Konsequent durchgeführt wird die Direkte Demokratie unseren Kampf um gesellschaftliche Mehrheiten für die sozial-ökologische Transformation ganz wesentlich erleichtern, beschleunigen und zu grossen und dauerhaften Ergebnissen führen. Selbst schwierige Entscheidungen, die grossen Teilen der Bevölkerung z.B. den Verzicht auf seit langem gewohnte Konsummöglichkeiten abverlangen, werden damit greifbar. Parlamentarier*innen scheuen sich aus verständlichen Gründen, vielen Wahlberechtigten Verzicht zuzumuten. Aber wenn diese Wahlberechtigten sich selbst dazu entschliessen und bei Bürger*innenentscheiden mit Mehrheit eigene „Besitzstände“ opfern, dann werden endlich schnelle und grosse Schritte z.B. zu Verkehrs- und Agrarwende, zur internationalen Solidarität usw. usw. möglich. Direktdemokratische Entscheidungen werden allgemein anerkannt werden, selbst von denjenigen, die ihre Abstimmungsniederlage als sehr schmerzlich und das Beschlossene als grosses Opfer empfinden. Ihre Legitimität ist unbestreitbar. Einmal errungen, haben Abstimmungsresultate Bestand über mehrere Legislaturperiode hinaus. Sie lassen sich dann als feste Basis für weitere grosse Schritte nutzen.

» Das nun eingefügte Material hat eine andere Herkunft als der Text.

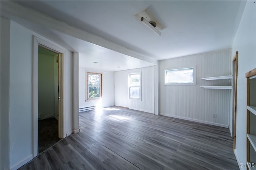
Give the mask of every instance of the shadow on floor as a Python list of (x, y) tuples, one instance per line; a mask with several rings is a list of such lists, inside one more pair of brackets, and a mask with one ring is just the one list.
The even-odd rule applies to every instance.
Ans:
[(58, 136), (58, 121), (50, 118), (38, 121), (39, 153), (46, 150), (60, 140)]

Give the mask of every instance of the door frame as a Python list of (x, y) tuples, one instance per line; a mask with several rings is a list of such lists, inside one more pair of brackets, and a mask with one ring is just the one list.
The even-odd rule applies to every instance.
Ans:
[(40, 38), (32, 36), (32, 152), (33, 157), (38, 154), (38, 46), (53, 51), (59, 54), (58, 131), (59, 138), (64, 135), (64, 58), (66, 51)]
[(233, 94), (234, 101), (233, 102), (233, 152), (234, 152), (236, 148), (236, 103), (237, 100), (237, 74), (238, 72), (238, 52), (236, 52), (236, 54), (234, 55), (232, 60), (232, 69), (235, 70), (235, 73), (233, 73), (233, 82), (234, 81), (234, 85), (233, 86)]

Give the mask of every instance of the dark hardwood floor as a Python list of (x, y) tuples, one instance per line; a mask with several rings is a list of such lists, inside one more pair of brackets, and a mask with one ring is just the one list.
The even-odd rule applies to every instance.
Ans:
[(20, 169), (239, 169), (228, 128), (116, 107), (80, 115), (80, 133)]

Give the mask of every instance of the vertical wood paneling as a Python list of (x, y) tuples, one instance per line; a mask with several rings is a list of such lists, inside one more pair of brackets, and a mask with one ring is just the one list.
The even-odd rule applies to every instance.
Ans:
[[(142, 99), (129, 98), (129, 73), (141, 72)], [(154, 113), (154, 66), (115, 72), (115, 105)]]
[[(200, 86), (231, 85), (232, 80), (201, 79), (231, 75), (230, 59), (227, 49), (160, 61), (160, 114), (228, 125), (231, 90)], [(164, 85), (166, 69), (193, 65), (196, 67), (196, 85)]]

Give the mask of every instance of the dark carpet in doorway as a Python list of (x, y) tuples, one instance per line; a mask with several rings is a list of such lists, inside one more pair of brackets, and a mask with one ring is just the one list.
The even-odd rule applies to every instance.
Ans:
[(38, 121), (39, 152), (41, 153), (57, 143), (58, 137), (58, 121), (50, 118)]

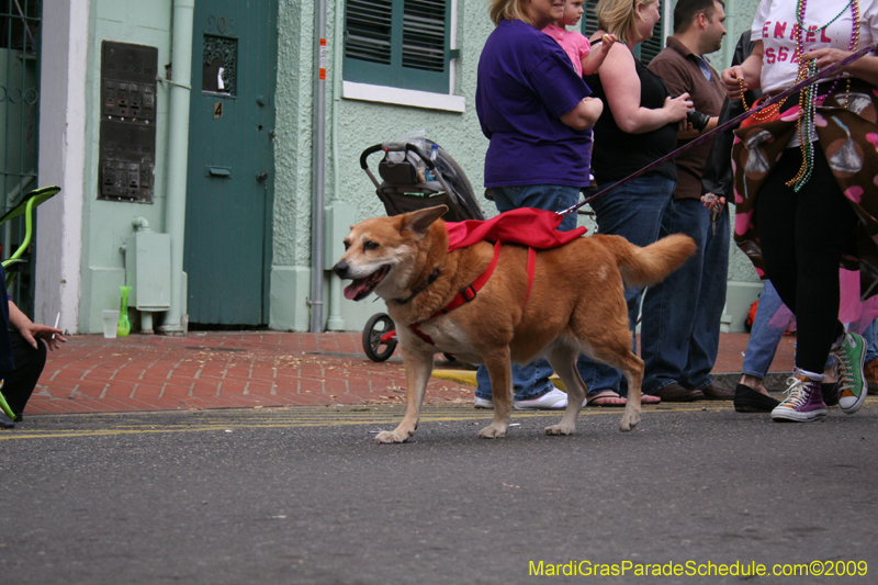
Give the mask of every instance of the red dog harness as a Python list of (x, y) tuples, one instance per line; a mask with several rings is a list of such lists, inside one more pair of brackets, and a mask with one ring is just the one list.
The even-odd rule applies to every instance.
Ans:
[[(432, 318), (442, 316), (449, 313), (450, 311), (454, 311), (459, 306), (464, 305), (470, 301), (472, 301), (473, 299), (475, 299), (476, 293), (481, 291), (482, 286), (484, 286), (487, 283), (487, 281), (491, 279), (491, 275), (494, 273), (494, 269), (497, 268), (497, 261), (500, 259), (502, 247), (503, 246), (500, 244), (500, 240), (497, 240), (494, 244), (494, 258), (491, 260), (491, 263), (488, 265), (487, 269), (484, 272), (482, 272), (482, 275), (475, 279), (472, 284), (470, 284), (469, 286), (460, 291), (457, 295), (454, 295), (454, 299), (451, 300), (448, 306), (446, 306), (444, 308), (440, 308), (439, 311), (437, 311), (436, 313), (434, 313), (424, 320), (430, 320)], [(527, 306), (528, 304), (528, 299), (530, 297), (530, 289), (533, 286), (533, 273), (536, 269), (537, 269), (537, 251), (533, 248), (528, 248), (528, 293), (527, 295), (525, 295), (525, 304), (522, 305), (522, 307)], [(413, 323), (410, 325), (412, 330), (415, 331), (415, 335), (417, 335), (431, 346), (435, 346), (436, 344), (432, 341), (432, 338), (420, 330), (421, 323), (424, 322), (421, 320), (418, 323)]]

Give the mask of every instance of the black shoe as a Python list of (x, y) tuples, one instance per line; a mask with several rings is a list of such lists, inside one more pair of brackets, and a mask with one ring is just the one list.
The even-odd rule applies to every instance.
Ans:
[(733, 404), (738, 413), (770, 413), (780, 402), (750, 386), (738, 384), (734, 389)]
[(823, 403), (826, 406), (835, 406), (838, 404), (838, 382), (820, 384), (820, 393), (823, 394)]

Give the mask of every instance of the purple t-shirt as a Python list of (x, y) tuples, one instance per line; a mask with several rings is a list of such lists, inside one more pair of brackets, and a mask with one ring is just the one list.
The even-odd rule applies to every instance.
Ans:
[(522, 21), (502, 21), (482, 49), (475, 90), (491, 140), (485, 187), (587, 185), (592, 130), (559, 119), (590, 93), (552, 37)]

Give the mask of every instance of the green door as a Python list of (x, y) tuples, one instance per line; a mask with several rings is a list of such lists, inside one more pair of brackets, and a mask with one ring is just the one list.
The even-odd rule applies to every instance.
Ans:
[(190, 326), (268, 323), (277, 0), (198, 0), (183, 270)]

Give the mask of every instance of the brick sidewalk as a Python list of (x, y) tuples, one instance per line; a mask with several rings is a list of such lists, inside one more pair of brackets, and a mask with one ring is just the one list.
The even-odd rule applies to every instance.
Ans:
[[(370, 361), (361, 333), (71, 336), (49, 353), (25, 413), (113, 413), (401, 403), (398, 357)], [(740, 372), (746, 334), (723, 334), (716, 372)], [(792, 367), (785, 337), (773, 371)], [(397, 351), (398, 353), (398, 351)], [(472, 389), (430, 379), (427, 402), (470, 402)]]

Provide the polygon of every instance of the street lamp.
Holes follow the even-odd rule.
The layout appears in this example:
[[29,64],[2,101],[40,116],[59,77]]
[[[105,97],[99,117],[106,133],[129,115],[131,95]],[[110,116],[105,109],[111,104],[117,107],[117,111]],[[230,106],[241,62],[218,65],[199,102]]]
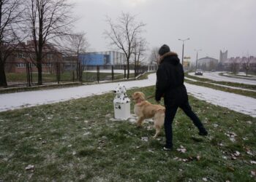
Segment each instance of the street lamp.
[[182,41],[182,66],[183,66],[183,58],[184,58],[184,41],[189,40],[189,39],[190,39],[189,38],[187,38],[186,39],[178,39],[179,41]]
[[197,60],[195,62],[195,71],[197,71],[197,69],[198,52],[200,51],[200,50],[195,50],[195,51],[197,52]]

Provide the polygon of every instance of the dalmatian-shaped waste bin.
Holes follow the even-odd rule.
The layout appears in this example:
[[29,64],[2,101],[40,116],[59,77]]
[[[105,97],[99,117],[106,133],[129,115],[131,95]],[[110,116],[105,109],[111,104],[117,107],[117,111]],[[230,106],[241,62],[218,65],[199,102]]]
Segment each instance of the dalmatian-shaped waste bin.
[[126,120],[130,117],[130,100],[127,95],[127,88],[118,84],[113,91],[116,94],[113,103],[115,119]]

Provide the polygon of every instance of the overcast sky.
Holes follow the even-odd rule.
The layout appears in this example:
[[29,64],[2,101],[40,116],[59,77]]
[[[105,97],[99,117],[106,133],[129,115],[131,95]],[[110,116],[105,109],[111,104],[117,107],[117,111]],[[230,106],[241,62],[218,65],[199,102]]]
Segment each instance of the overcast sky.
[[163,44],[181,58],[219,58],[219,51],[228,50],[228,58],[256,56],[256,0],[69,0],[75,3],[74,14],[80,19],[76,31],[85,31],[91,50],[110,50],[103,35],[108,29],[108,15],[115,20],[122,12],[136,15],[146,24],[143,36],[149,50]]

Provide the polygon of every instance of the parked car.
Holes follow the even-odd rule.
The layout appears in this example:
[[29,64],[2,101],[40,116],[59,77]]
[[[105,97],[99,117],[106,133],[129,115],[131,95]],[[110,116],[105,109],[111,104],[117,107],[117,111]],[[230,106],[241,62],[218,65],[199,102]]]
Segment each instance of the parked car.
[[195,71],[195,75],[203,75],[203,70],[197,69],[197,71]]

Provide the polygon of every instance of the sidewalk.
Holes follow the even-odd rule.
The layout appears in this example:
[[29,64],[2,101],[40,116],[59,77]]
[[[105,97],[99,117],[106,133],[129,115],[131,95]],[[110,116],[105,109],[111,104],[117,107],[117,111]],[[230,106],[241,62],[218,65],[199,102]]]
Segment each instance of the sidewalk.
[[[127,89],[151,86],[156,83],[156,74],[150,74],[148,79],[145,80],[121,82],[120,83],[124,84]],[[101,95],[113,90],[117,84],[118,83],[105,83],[61,89],[0,94],[0,112],[86,98],[93,95]],[[200,100],[256,117],[256,99],[204,87],[189,84],[185,85],[188,92]]]

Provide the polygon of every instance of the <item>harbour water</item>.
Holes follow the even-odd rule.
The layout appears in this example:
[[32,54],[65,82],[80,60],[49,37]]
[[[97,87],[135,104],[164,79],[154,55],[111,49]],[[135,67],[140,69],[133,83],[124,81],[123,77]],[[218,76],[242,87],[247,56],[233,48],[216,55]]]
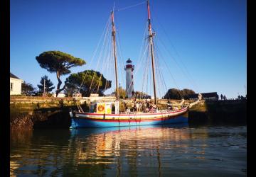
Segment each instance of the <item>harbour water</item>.
[[11,176],[246,176],[246,126],[11,132]]

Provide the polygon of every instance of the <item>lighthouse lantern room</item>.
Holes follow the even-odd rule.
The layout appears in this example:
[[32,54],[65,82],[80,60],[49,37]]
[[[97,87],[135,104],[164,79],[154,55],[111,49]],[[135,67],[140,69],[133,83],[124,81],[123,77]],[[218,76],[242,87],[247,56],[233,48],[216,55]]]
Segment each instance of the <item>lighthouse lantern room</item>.
[[124,70],[126,72],[126,93],[128,98],[132,98],[132,92],[134,91],[133,71],[134,69],[134,65],[132,65],[132,62],[129,58],[126,62],[127,64],[124,66]]

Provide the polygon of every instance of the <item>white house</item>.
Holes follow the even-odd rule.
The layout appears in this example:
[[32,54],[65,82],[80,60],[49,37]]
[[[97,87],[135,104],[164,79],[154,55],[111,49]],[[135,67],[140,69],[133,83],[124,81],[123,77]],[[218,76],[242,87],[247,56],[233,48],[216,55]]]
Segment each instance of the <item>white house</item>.
[[10,96],[21,94],[21,83],[23,81],[10,72]]

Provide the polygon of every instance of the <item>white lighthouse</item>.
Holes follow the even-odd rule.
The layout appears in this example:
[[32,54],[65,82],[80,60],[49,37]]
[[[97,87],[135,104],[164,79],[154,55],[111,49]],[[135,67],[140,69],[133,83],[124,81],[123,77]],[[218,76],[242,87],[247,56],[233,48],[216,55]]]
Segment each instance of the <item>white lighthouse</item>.
[[132,65],[132,62],[129,58],[126,62],[127,64],[124,66],[124,70],[126,71],[126,93],[128,98],[132,98],[134,91],[133,70],[134,69],[134,65]]

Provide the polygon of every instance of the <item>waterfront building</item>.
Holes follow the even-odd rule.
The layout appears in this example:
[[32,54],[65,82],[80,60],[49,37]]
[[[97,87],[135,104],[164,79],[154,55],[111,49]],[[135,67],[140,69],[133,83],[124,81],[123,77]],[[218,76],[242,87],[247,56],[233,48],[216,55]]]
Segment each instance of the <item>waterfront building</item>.
[[[217,92],[202,93],[201,95],[204,100],[218,100],[218,96],[217,94]],[[198,93],[188,95],[188,98],[190,100],[197,100],[198,98]]]
[[21,94],[23,80],[10,72],[10,96]]

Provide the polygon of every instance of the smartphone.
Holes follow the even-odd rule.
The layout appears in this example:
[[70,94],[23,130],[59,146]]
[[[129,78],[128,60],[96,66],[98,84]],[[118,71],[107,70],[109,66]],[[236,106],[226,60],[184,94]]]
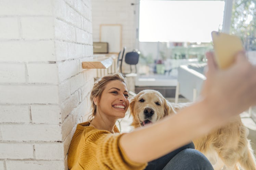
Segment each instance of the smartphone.
[[244,49],[238,37],[217,31],[212,32],[213,49],[219,67],[229,67],[234,62],[235,55]]

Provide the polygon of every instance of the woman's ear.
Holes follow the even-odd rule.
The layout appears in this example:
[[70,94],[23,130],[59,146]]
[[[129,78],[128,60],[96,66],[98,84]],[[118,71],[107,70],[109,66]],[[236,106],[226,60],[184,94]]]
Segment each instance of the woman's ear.
[[134,97],[130,99],[129,108],[130,114],[132,115],[133,116],[134,116],[133,109],[134,108],[134,103],[135,102],[135,97]]
[[98,97],[94,97],[93,98],[93,103],[94,103],[94,104],[97,105],[98,104]]

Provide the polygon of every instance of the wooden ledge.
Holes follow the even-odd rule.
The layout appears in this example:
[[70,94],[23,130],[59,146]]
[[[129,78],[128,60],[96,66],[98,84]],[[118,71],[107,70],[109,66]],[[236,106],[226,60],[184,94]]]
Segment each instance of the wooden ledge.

Direkte Demokratie ist übrigens auch der beste Weg, die rechtspopulistischen und nationalistische Bewegungen in Deutschland und den anderen EU-Mitgliedsländern zu überwinden (gl. dazu https://www.mehr-demokratie.de/fileadmin/pdf/Themen25_Die_neue_Angst_vor_der_direkten_Demokratie.pdf. Grundgesetz und die Charta der Grundrechte der Europäischen Union ( https://eur-lex.europa.eu/legal-content/DE/TXT/?uri=CELEX:12012P/TXT ) schützen Grund- und Minderheitenrechte umfassend und die präventive Normenkontrolle durch das Bundesverfassungsgericht und den Europäischen Gerichtshof sorgt von Anfang an dafür, dass Missbrauchsversuche gruppenbezogener Menschenfeindlichkeit abgeschmettert wird. Umgekehrt wird der erfolgreiche direktdemokratische Kampf für emanzipatorische und inklusive Gesetzentwürfe mehr noch als alle gewonnenen Wahlen für alle sichtbar, eindeutig und unbestreitbar nachweisen, dass große und solide Mehrheiten eine menschen- und naturfreundliche Politik wollen.
Wenn im immer mehr Ländern die Menschen ihren politische Bildungsprozess selbst in die Hand nehmen und direktdemokratisch zu fruchtbaren Ergebnissen kommen, werden die menschlichen und strukturellen Grundlagen für globale deliberative Kommunikation gelegt. Ihr Ausbau soll fortschreiten, bis am Ende die Weltgesellschaft sich selbst als weltweite transnationale demokratische Gemeinschaft konstituiert. Es ist klar, dass diese konkrete Utopie erst nach jahrzehntelanger Bemühung auf allen Kontinenten Wirklichkeit werden kann.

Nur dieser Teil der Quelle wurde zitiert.